Bundesamt für Migration in Not – Bundeswehr und Bundespolizei helfen

Von René Heilig *

Die Bundeswehr sucht Soldaten, die dem Bundesamt für Migration und Flüchtlinge (BAMF) bei der Bearbeitung von Asylanträgen helfen. 130 Bundespolizisten sind dort bereits »eingestellt«.

»Den Menschen im Blick. Schützen. Integrieren.« Mit dem Slogan wirbt das Bundesamt für Migration und Flüchtlinge (BAMF) und verspricht eine solide Arbeit. Doch davon gibt es offenbar zu viel für zu wenige Mitarbeiter. Im Bundeshaushalt 2012 und 2013 sind zwar 140 Stellen vorgesehen, die mit Personal aus »Überhangbehörden« besetzt werden sollten, doch bislang konnten nur 14 dieser Stellen besetzt werden. Momentan behilft man sich mit rund 130 abgeordneten und schnell angelernten Bundespolizisten, teilte BAMF-Sprecherin Corinna Rappe dem »nd« am Donnerstag mit.

Ein Behelf, das Amt muss weiter betteln. Gesucht werden »freiwillige, qualifizierte Reservedienstleistende zur Unterstützung bei der Bearbeitung von Asylanträgen«, heißt es nun in einem Schreiben des Bundesamtes für das Personalmanagement der Bundeswehr, das »die Lage« militärisch knapp schildert. Danach verzeichnete das BAMF im vergangenen Jahr nahezu eine Verdopplung der Anzahl von Asylanträgen »und ist derzeit nicht selbstständig in der Lage, das Auftragsaufkommen in adäquater Bearbeitungszeit zu bewältigen«.

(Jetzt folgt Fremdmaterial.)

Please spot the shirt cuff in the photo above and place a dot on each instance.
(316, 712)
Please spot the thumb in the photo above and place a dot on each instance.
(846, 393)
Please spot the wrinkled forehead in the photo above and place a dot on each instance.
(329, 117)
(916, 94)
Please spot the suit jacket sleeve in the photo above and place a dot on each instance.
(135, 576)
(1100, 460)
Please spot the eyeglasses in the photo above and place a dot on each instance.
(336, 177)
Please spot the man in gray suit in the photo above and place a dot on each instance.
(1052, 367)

Die Bewerber reichen nicht, das ist klar. Weshalb ein ähnliches Schreiben auch an die aktive Truppe ging. Demnach werden zusätzlich Soldaten mit Feldwebeldienstgraden gesucht, die »eine temporäre administrative Personalunterstützung leisten«.

»Wie verzweifelt müssen die sein ...?«, fragen Bundeswehr-Bedienste kopfschüttelnd auf dem Insider-Blog »Augen geradeaus« des Journalisten Thomas Wiegold. Und in der Tat ist die Verzweiflung beim BAMF gewaltig. Bei der Stiftung »Pro Asyl« weiß man: Seit 2007 war das Ansteigen der Asylbewerberzahlen absehbar, doch die Zuständigen im Bund einschließlich der Haushälter im Bundestag haben nicht reagiert. Gebraucht werden dringend qualifizierte Entscheider wie technisches Personal, weiß man auch bei »Pro Asyl«. »Die Entscheidung, nach der Bundeswehr zu rufen, ist dennoch absurd«, sagte der stellvertretende »Pro-Asyl«-Geschäftsführer Bernd Mesovic gegenüber »nd«. Er hält diese Amtshilfe auch für ein »problematisches Zeichen in Richtung Öffentlichkeit. Beim Thema Asyl ist man schnell bei Notstandsbehauptungen und wenn jetzt sogar die Bundeswehr eingreifen muss, wirkt das wie eine Flutkatastrophe an der Oder.«

Die Soldaten bleiben Soldaten, auch wenn sie in Zivil Dienst verrichten. BAMF-Sprecherin Rappe betont: »Ein Einsatz dieses Personals als Asylentscheider war zu keinem Zeitpunkt angedacht und wird nicht stattfinden.« Ein schmaler Grad, denn die Soldaten bereiten Entscheidungen vor, wenn sie Personalien und Dokumenten überprüfen, Termine vergeben und »im Rahmen der erkennungsdienstlichen Behandlung« Fotos machen und Fingerabdrücke nehmen. Zudem erwartet man von den Soldaten eine »Vorgangsbearbeitung gemäß Einarbeitung«, die »Beantwortung von Anfragen und Erteilen von Auskünften an Behörden« und einiges mehr, das durchaus als inhaltliche Arbeit gesehen werden kann.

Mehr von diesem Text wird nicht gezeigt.